De volgende ochtend verscheen Berend niet op school.
Edwin kon er niet mee zitten. Elke dag zonder die rotkop was een goeie dag.
Maar de dag daarna moest iedereen zich in de aula verzamelen. De rector had een mededeling over Berend Walsing. Edwin moest even nadenken voordat hij zich herinnerde dat Berend Walsing Berend Botje was.Berend was verdwenen. Niemand wist waar hij was. Hij was afgelopen maandag voor het laatst gezien toen hij na school naar huis fietste. Zijn fiets was bij de speeltuin gevonden met gebroken spaken en een slag in het voorwiel. Er zouden politiemensen vragen komen stellen en iedereen die wist waar Berend zou kunnen zijn moest zich melden.
Edwin hield zijn mond. Allicht. Hij had toch zeker geen idee waar die slome uithing?
Er begon een angstig opgewonden stemming op school rond te zoemen en het ging ineens allemaal alleen nog maar over Berend. Waar zou hij zijn? Zou er iets met hem gebeurd zijn? Een ongeluk? Was hij ontvoerd? Of weggelopen?

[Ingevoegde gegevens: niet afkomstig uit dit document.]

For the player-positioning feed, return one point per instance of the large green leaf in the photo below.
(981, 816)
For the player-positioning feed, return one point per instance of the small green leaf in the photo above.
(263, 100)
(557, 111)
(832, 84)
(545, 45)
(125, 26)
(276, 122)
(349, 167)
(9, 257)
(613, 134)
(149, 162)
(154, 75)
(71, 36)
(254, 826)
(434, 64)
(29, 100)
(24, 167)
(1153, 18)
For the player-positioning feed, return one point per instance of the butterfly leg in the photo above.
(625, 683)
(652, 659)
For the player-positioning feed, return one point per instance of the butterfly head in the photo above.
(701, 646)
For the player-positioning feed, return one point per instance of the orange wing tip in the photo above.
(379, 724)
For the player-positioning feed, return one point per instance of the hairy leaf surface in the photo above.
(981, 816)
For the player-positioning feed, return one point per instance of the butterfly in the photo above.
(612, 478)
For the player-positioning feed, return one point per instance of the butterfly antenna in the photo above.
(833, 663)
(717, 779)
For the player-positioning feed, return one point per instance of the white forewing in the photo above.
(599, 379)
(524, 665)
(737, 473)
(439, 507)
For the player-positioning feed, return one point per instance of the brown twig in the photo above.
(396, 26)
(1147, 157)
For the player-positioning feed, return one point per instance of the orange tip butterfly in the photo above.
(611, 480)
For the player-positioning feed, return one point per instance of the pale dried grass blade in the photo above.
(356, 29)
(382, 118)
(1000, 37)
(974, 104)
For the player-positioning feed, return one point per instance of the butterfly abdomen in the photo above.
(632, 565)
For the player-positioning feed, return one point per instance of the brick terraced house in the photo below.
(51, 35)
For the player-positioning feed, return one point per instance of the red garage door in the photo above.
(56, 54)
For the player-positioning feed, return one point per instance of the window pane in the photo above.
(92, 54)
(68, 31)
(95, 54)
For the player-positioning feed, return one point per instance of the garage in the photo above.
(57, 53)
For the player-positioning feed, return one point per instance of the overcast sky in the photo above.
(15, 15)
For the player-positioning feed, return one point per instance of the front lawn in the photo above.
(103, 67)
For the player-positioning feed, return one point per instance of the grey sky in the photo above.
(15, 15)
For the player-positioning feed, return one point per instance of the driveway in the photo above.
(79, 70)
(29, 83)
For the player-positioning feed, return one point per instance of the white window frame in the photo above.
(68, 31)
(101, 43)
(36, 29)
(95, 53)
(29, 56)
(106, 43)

Als Edwin een grapje maakte over Berend lachte niemand meer en Edwin had ontzettend de balen dat dat lulletje rozewater ineens zo belangrijk was. Wat een aanstellerij allemaal. Als Berend straks ineens weer opdook dan zou Edwin hem wel eens stevig inpeperen dat hij niet van dit soort aandachttrekkerij gediend was.
Maar Berend dook niet op. Donderdag niet. Vrijdag niet. En in het weekend berichtte de krant over zijn verdwijning en op teletekst verscheen ‘Twaalfjarige jongen spoorloos.’
Op maandag was er iets veranderd. Waar Edwin ook binnenkwam – de klas, de mediatheek, de aula – werd het ineens stil. De vierdeklassers sloten hem buiten, de meisjes wierpen hem vuile blikken toe, en ‘s middags verscheen er een politieman die verzocht met Edwin te mogen spreken in het bijzijn van zijn ouders.
Natuurlijk kon hij de politie niks nuttigs vertellen. Ja, hij had Berend ‘s middags na school gezien, toen hij naar huis fietste. Nee, hij wist niet waar Berend nu was. Nee, hij had geen ruzie met Berend. Dat blauwe oog? Dat had hier niks mee te maken.
De volgende dag fietste hij door de oktoberstorm naar huis, langs het speeltuintje waar hij Berend een week geleden voor het laatst gezien had. Er was niks te zien. De fiets was weg en de wind was de enige die in de speeltuin speelde. De schommels piepten en knarsten aan hun kettingen, de houten carrousel kreunde, en tussen de vuilnisbak en de boom zat Berend, precies zoals hij hem vorige week had achtergelaten, in elkaar gedoken, met zijn handen beschermend op zijn hoofd.
Edwin knipperde met zijn ogen en viel bijna van zijn fiets, maar toen hij weer keek was Berend er al vandoor.
‘Ik heb jou door, kloothommel,’ brulde Edwin tegen de wind in. ‘Je bént helemaal niet verdwenen. Je doet dit alleen maar om mij in de problemen te brengen.’
Er kwam geen antwoord, alleen een paar losse flarden van een liedje, die verwaaiden in de wind.
Berend Botje
ging uit varen
Edwin sprong op zijn fiets en reed als een gek naar huis, achtervolgd door een lied dat de wind maar in zijn oren bleef blazen.
Noooooit kwam Berend Botje weerom.
De volgende dag op school vertelde Edwin aan iedereen die het maar horen wilde dat Berend de boel voor de gek hield. Dat hij helemaal niet verdwenen was.
‘s Middags kon hij zich wel voor zijn kop slaan dat hij zijn mond niet gehouden had, want de schoolleiding lichtte de politie in en Edwin zat tot zeven uur op het politiebureau om voor de tiende keer te vertellen waar hij Berend dan precies gezien had, hoe hij er uit zag, wat hij gezegd had, en toen voor de elfde keer. De ouders van Berend kwamen langs, zijn vader met een strakke kaak, zijn moeder met rimpelige rode ogen. Ze wilden ook van Edwin horen wat Berend gezegd had en hoe hij er uit zag, maar Edwin kon niet veel meer zeggen dan ‘niks’ en ‘gewóón’, en de ouders van Berend dropen met gebogen schouders af en de politieman die er bij was keek met een vreemde blik in zijn ogen naar Edwin.
‘Hij ís niet vermist,’ riep Edwin hen na. ‘Ik heb hem gezien. Hij doet het om mij te klieren.’